Le pido oportunidades a una insensible que no espera a nadie. Ni siquiera gira a mirar quien se ha cansado y dejado de caminar. Ella vive su día libre, despierta a apesadumbrada o radiante dependiendo del clima, desde donde la vean. Se viste honestidad y camina con sus tacones de indiferencia.
A ella en realidad solo le importa ella y nadie más que ella.

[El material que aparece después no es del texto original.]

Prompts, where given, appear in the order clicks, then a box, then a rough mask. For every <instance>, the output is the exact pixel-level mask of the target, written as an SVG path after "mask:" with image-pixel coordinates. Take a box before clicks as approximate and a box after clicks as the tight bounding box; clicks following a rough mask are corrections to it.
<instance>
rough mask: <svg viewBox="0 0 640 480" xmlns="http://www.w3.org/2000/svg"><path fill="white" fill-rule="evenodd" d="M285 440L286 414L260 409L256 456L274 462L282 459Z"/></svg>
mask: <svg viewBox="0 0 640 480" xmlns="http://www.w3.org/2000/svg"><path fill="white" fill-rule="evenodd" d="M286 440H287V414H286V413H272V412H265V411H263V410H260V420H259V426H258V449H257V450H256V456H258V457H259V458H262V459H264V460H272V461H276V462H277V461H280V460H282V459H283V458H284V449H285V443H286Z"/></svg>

Si tú la detallas, quizás y te mire risueña, como quien se ha ganado la rifa sin tirar el número, como quien sabe que quiere, quien entiende el juego de engañar y ganar.
Es tan hermosa, tan llena de vida y tan voluptuosa, con sus curvas peligrosas, con su largo cabello que al mirarlo es como un vicio. Y sus labios, son carnosos, rojos como la sangre que ha mas de uno a hecho derramar y que han muerto solo por desearla, por poder tenerla.

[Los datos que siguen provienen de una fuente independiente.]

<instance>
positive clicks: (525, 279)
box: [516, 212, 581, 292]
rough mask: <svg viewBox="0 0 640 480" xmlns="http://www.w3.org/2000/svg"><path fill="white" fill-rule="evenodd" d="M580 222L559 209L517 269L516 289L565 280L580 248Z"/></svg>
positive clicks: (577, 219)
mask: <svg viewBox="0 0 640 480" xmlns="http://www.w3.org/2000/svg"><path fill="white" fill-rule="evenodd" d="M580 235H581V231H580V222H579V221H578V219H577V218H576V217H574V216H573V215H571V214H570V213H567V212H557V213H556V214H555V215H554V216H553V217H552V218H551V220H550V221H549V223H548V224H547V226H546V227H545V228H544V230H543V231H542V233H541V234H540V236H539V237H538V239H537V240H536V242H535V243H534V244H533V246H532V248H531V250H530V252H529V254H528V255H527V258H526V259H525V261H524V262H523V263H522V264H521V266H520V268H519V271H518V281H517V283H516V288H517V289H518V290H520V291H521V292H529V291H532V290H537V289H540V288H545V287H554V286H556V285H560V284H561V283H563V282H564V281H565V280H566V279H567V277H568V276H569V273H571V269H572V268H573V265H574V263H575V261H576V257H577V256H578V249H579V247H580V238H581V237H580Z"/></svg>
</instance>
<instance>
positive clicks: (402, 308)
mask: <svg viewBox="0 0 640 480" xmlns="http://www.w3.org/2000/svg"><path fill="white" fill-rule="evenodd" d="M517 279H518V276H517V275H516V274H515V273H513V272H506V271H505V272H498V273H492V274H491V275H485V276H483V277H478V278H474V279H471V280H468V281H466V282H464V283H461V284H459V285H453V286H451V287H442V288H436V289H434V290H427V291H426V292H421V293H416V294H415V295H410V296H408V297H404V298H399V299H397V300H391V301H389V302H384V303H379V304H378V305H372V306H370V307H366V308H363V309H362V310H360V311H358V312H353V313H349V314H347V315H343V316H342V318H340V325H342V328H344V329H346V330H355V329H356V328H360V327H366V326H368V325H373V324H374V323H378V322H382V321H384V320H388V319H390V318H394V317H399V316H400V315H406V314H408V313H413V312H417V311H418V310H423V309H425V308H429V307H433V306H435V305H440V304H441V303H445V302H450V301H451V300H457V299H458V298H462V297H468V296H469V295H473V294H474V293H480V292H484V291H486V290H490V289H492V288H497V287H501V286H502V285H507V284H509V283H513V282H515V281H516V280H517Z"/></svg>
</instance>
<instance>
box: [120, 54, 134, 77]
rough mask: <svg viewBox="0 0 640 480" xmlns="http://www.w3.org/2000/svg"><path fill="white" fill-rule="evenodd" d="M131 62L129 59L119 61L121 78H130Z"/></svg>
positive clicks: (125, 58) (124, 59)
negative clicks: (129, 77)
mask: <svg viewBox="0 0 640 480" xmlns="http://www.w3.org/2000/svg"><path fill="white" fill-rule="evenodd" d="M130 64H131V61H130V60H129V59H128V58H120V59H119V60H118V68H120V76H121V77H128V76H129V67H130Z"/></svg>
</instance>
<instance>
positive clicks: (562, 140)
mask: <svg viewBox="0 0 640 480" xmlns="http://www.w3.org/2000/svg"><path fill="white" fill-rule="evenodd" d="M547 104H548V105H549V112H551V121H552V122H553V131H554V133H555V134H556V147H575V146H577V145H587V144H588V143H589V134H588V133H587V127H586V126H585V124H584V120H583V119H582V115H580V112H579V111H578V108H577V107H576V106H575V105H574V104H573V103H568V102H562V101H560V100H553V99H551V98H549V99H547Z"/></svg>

Como un veneno, es una adicción. Pero yo la besaría, la apretaría fuerte en mis brazos y trataría a juro de grabarme en su pecho y en su piel, porque sin ella no vivo, no podría. Me destruye no sentirla cerca y mucho menos mía, tan mía como jamás lo ha sido. Pero tan ajena que no se pertenece a ella. La veo y miro a una dama de buena vida, sin dolores, pero con tantas historias que, si comienza a contarlas o siquiera enumerarlas, la callaría con mis lágrimas, con el amor tan irónico que le tengo, quizás y esta vez mi manipulación si sirva. Odio escucharla y prestarle atención cuando es ella la que sufre en mi lugar. La amo tanto que debo odiarla, debo alejarla de las esperanzas que pongo en ella cada que vuelve a mi a mostrarme migajas de lo que llamamos “amor” y de lo que creemos que es.

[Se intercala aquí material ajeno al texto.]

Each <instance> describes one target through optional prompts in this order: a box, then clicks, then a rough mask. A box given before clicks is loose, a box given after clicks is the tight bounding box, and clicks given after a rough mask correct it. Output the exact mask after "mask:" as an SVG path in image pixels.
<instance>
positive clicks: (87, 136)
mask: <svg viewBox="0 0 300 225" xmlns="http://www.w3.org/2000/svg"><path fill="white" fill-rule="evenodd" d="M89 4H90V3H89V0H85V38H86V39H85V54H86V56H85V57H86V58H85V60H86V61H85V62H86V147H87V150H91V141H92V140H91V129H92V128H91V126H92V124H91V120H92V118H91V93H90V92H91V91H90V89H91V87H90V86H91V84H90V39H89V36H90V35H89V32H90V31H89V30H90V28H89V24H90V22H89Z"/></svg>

Ella se ríe y dice que yo solo soy una cobarde y que por eso no puedo dejarme de mis inhibiciones y sentirla cerca mío sin sentir más que miedo. Pero temo ya no poder despertar, temo de la conciencia tan noble que me persigue todos los días, ese dolor sordo que agranda una herida tan fantasmal pero tan mortal como un parásito. Se me pega en la piel y no hace más que picar mis pensamientos y crearme ideas raras. Un parasito al que esta dama me ha sabido acostumbrar, que me ha carcomido todos estos años y que aun hoy no me ha sabido dejar en paz. Y, aun así, ella todavía me sonríe, ya no como la primera vez, pero trata de hacerlo, de seguir engañándome y llevarme a sus fauces, a sus hermosos brazos cálidos, bajo su canto lleno de mentiras que me duermen.
La vida no me ha dejado esta vez y he tenido que vivir un día más de agonía con ella. La odio.